WYRD and Necessary Angel production

Created by Rick Miller and Daniel Brooks

Dates 28 March – 7 April 2007 Venue Vancouver East Cultural Centre Reviewer John Jane

As film-makers Norman Jewison and Mel Gibson will attest, attempting to present a secular version of the story of Jesus is a sure way of courting controversy and criticism. By bringing his one-man show to the ‘Cultch’ during holy week, Rick Miller and his co-creator, Daniel Brooks demonstrate they are not afraid of denunciation or disparagement.

In the preamble Miller explains that he will be using the Liturgy of the standard Catholic Mass as the cornerstone, but endeavors to include the whole audience by suggesting that on hearing his references to “God” they can accept the formal Christian doctrine of the Holy Trinity, substitute the deity of their own choice or simply regard “God” as just a three-letter word.

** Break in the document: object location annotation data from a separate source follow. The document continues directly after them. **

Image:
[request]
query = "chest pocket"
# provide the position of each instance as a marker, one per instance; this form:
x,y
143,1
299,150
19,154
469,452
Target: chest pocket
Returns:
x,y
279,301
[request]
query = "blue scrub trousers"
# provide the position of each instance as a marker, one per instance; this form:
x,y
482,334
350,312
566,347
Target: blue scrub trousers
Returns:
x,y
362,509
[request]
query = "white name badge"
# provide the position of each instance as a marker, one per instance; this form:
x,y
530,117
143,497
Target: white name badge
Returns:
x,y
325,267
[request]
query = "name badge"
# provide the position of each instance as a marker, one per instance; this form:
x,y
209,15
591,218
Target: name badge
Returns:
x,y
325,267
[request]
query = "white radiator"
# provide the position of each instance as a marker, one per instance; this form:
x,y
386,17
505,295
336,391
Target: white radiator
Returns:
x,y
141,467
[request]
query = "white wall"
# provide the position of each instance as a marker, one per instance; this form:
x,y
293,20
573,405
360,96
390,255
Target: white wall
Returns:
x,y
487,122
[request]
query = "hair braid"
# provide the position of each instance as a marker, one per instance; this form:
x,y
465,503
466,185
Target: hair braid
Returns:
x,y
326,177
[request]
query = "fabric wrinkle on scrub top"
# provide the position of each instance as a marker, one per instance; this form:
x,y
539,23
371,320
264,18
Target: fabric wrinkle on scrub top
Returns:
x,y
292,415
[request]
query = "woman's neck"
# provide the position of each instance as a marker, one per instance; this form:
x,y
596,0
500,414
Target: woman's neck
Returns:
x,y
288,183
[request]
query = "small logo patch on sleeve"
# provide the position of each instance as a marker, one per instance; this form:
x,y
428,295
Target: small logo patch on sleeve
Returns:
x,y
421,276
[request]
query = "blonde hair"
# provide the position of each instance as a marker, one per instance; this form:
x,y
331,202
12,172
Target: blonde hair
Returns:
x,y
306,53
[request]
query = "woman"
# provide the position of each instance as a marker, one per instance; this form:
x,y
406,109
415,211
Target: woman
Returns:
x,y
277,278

Miller proclaims himself as a lapsed catholic and declares that in his own personal mindset, Christianity is not the only route to salvation; (nothing new so far) then from this point, he goes on to prove that nothing is Bigger than Jesus. Miller shows in his characterizations, that two thousand years after his death, Jesus continues to be a potent and powerful force, inspiring a devout following in the Christian world and is at the very least a respected prophet everywhere else.

Miller moves the show along at a frenetic pace portraying Jesus revisiting the world as a modern-day Rabbi, then a spellbinding, southern preacher challenging his flock to “Wake up Jesus” then as a deferential flight attendant on Air Jesus. It’s in the early phase that Miller’s powerhouse talent shines through. The show depends heavily on his connection with the audience and Miller takes these simulacrums close to the theatrical edge.

I even wondered at this point whether he could maintain this energy level for the entire performance. The short answer is – he doesn’t. He starts to run out of steam at the same time that he relies on technology. Perhaps the show's greatest strength, the use of a live video editing, is also its single weakness. Miller recreates The Last Supper by moving 4-inch high plastic action figures around on a tiny section of the stage floor. Difficult to see even in a small venue like the Cultch; but peering at this projected on to a white backdrop had the effect of watching television in a crowded room.

Taking the title from John Lennon’s infamous, misinterpreted claim, Rick Miller and Daniel Brooks have created a wildly entertaining coup de theatre, but it certainly isn’t spiritually uplifting.